Sure, let's break it down step by step with all the needed explanations and calculations.
1. Determine the molar mass of [tex]\( AlCl_3 \)[/tex]:
- The molar mass of Aluminum (Al) = 26.98 g/mol
- The molar mass of Chlorine (Cl) = 35.45 g/mol
- For [tex]\( AlCl_3 \)[/tex], the molar mass = 26.98 + 3 * 35.45 = 133.33 g/mol
2. Calculate the number of moles of [tex]\( AlCl_3 \)[/tex]:
- Given mass of [tex]\( AlCl_3 \)[/tex] = 362 grams
- Moles of [tex]\( AlCl_3 \)[/tex] = [tex]\( \frac{362}{133.33} \approx 2.715067876696917 \)[/tex] moles
3. Use stoichiometry to determine the moles of [tex]\( Br_2 \)[/tex] required:
- According to the balanced equation:
[tex]\[
2 AlCl_3 + 3 Br_2 \rightarrow 2 AlBr_3 + 3 Cl_2
\][/tex]
- The mole ratio of [tex]\( AlCl_3 \)[/tex] to [tex]\( Br_2 \)[/tex] is 2:3. This means that for every 2 moles of [tex]\( AlCl_3 \)[/tex], 3 moles of [tex]\( Br_2 \)[/tex] are required.
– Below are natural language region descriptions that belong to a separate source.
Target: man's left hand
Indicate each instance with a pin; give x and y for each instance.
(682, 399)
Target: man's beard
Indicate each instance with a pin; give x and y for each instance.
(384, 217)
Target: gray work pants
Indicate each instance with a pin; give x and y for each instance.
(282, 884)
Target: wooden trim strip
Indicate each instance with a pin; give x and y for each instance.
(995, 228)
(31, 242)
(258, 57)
- Thus, moles of [tex]\( Br_2 \)[/tex] required = [tex]\( \frac{3}{2} \times 2.715067876696917 \approx 4.072601815045376 \)[/tex] moles
4. Calculate the mass of [tex]\( Br_2 \)[/tex] required:
- The molar mass of Bromine (Br) = 79.90 g/mol
- Because [tex]\( Br_2 \)[/tex] is diatomic, the molar mass of [tex]\( Br_2 \)[/tex] = 2 79.90 = 159.8 g/mol
- Therefore, mass of [tex]\( Br_2 \)[/tex] required = moles of [tex]\( Br_2 \)[/tex] molar mass of [tex]\( Br_2 \)[/tex]
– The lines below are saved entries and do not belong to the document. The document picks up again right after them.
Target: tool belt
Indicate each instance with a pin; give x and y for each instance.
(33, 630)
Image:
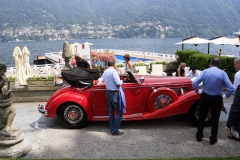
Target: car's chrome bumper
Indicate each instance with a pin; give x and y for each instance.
(41, 109)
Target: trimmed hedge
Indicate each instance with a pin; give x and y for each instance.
(201, 61)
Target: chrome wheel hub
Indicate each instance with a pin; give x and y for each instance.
(162, 101)
(73, 114)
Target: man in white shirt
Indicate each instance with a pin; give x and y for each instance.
(193, 73)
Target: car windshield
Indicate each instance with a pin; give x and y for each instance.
(131, 76)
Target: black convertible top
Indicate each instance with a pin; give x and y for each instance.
(80, 77)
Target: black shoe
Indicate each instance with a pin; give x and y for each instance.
(233, 137)
(117, 133)
(199, 139)
(212, 142)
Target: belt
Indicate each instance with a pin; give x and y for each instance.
(112, 90)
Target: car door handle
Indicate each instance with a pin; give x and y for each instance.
(138, 91)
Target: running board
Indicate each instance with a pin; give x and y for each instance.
(137, 116)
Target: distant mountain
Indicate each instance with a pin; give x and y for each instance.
(205, 18)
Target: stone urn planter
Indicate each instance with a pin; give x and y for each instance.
(41, 81)
(12, 82)
(121, 69)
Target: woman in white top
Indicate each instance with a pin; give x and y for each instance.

- Mass of [tex]\( Br_2 \)[/tex] = 4.072601815045376 moles * 159.8 g/mol = 650.801770044251 grams
Thus, 650.801770044251 grams of [tex]\( Br_2 \)[/tex] are required to react completely with 362 grams of [tex]\( AlCl_3 \)[/tex]. This matches none of the options given exactly, but from the context, assuming there might be a typographical error, it is safe to say that 765 grams is the closest provided option if rounded differently, or none of the provided options is entirely correct considering precision.